Friday, February 5, 2010

Late night...or early moring?

So its 2am and yes I am still awake.
I don't know why but I just cant sleep..so instead I read. I'm reading the Bible in a year or I should say trying to read it in a year. My church here at school has a group doing it so me and my friend signed up. I tried last year and got about half way and then I don't know what happened but I do know I stopped reading (as in to read the Bible in a year not quit reading the Bible period). I was reading Feb. 5 and in the OT excerpt of Exodus 21:22-23:13 and something popped out at me... In the selection God is telling the Israelites the rules, eye for an eye, tooth for a tooth...etc. (v.23-25). In chapter 22:27 God says that he will hear when the man cries out for his cloak, because "I am compassionate". Simple: God is compassionate. After reading this it hit me, that sometimes we forget that God is compassionate, he is loving, he cares about us and only wants the best. Even though we may not see or realize it, he has our best interest..we are his children...I am his daughter, he is my father. I know that my daddy (here on earth) would do anything for me.. whether its just to answer a simple question about a bible verse that I dont understand, or a question about a story in the Bible that I cant seem to figure out (which I do often, ask him...Im pretty sure I have called him in the early morning hours). But also with the bigger things, i know that if my daddy says no or yes to something that he has my best interest at heart and whether or not I see that at that moment in time I will in the future. Thats the exact same thing, Jesus our Heavenly Father has our best in mind and would never want to do anything to hurt me, hes compassionate, caring, loving, gentle, strong, firm when need be, hes my Father.

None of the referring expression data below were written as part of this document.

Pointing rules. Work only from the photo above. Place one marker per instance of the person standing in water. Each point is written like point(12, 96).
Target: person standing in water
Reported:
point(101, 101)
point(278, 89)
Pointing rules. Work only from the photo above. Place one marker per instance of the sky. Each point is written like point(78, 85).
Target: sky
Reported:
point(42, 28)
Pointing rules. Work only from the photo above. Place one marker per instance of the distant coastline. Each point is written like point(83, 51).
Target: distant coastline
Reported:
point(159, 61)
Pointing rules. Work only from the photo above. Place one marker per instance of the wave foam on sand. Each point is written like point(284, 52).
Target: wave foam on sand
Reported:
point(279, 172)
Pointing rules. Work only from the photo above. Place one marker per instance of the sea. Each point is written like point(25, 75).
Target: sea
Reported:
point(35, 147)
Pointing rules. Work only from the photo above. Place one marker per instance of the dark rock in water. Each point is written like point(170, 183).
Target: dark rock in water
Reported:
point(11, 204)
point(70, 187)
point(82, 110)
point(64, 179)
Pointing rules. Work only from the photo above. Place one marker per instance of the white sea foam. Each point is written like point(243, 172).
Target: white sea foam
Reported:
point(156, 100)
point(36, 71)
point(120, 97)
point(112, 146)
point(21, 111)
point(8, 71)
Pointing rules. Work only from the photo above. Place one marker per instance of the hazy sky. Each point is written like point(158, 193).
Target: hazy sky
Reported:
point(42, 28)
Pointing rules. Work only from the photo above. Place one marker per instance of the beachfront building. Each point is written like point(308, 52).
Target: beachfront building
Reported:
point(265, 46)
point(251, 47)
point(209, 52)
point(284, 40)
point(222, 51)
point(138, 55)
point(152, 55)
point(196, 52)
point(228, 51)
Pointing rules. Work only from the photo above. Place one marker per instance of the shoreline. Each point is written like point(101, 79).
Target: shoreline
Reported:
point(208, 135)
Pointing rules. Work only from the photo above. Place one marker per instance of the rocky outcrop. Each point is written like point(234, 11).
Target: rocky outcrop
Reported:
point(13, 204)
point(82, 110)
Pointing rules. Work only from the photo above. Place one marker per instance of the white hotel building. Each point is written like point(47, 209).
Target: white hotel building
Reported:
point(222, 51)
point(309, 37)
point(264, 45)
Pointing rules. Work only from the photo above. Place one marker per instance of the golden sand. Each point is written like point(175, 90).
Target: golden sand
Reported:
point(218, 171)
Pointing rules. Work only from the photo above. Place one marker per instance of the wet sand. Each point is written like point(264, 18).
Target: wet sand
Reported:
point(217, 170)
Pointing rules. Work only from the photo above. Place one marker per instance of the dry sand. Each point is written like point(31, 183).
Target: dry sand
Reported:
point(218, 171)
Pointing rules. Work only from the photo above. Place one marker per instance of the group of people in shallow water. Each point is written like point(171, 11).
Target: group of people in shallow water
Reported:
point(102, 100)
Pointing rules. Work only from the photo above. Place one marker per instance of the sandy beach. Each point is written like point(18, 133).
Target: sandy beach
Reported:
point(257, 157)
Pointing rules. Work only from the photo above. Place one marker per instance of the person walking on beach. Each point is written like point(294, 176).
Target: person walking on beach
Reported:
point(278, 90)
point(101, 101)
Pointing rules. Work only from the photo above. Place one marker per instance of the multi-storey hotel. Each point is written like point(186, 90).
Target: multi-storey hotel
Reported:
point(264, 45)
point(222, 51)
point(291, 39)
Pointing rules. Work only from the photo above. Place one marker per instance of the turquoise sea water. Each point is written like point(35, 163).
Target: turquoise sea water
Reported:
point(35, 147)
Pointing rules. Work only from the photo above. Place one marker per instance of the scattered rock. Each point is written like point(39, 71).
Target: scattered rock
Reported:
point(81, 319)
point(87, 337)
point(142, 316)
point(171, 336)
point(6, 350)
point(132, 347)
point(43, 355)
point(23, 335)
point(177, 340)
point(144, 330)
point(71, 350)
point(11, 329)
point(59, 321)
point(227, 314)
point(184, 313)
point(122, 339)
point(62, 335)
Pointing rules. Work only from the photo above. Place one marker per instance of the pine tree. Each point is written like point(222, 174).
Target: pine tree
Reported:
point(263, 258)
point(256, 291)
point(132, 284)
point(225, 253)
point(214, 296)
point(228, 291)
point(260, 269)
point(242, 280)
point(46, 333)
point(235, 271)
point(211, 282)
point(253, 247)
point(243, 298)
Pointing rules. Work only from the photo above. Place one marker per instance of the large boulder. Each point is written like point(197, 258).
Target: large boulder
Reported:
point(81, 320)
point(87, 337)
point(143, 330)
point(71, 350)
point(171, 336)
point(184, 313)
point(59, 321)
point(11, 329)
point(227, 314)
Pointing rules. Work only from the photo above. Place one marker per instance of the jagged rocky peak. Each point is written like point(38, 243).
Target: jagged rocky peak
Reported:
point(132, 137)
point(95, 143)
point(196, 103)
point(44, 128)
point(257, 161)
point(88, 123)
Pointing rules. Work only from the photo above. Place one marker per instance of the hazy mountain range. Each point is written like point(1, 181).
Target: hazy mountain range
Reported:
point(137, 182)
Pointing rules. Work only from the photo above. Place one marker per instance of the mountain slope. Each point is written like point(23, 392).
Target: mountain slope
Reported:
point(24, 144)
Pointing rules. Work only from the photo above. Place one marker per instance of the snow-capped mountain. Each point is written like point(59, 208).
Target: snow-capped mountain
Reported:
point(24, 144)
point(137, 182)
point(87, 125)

Another thing that I began to think about while sitting in my bed. I dont have a roommate this semester and so it can get pretty quiet and boring and maybe even sometimes lonely which that last one doesnt really bother me but yeah. Well as my parents know since a child one of the biggest things i dealt with was fear and it usually happened at night when all was silent and still. Well that hasnt happened in a while but tonight I began to feel a little fear. Of what? I couldnt tell you but fear is fear it doesnt really matter for what. Well this is just what the Lord, my Father does, right when that feeling starts to come into my spirit the song Perfect Love by Christ for the Nations (if you havent heard of them or heard that song you need to change that.) The song comes from the verse in 1 John 4:18 where it states, "perfect love casts out fear" (which this is the verse I used to repeat to myself when I was younger thanks to one of my pastors) and right when fear tried to start creepin in that song came on and immediately I was calmed because thats what HE does, we are his children, he doesnt want us to hurt or be afraid just like my daddy here doesnt want me to hurt or be afraid, they protect me. I guess when God made man in his image he knew that we being human we needed someone we could actually see as well to place our trust in and thats where dads and parents and family come in, and I have to say I have the best daddy, momma, sisters and family that there is but I am a little biased! :)

I know this entry doesnt make sense in some parts but it made sense in my head and well my brain can be a little all over the place so I am sorry if this is just randomness and jumping from here to there but thats just who I am, its how i roll!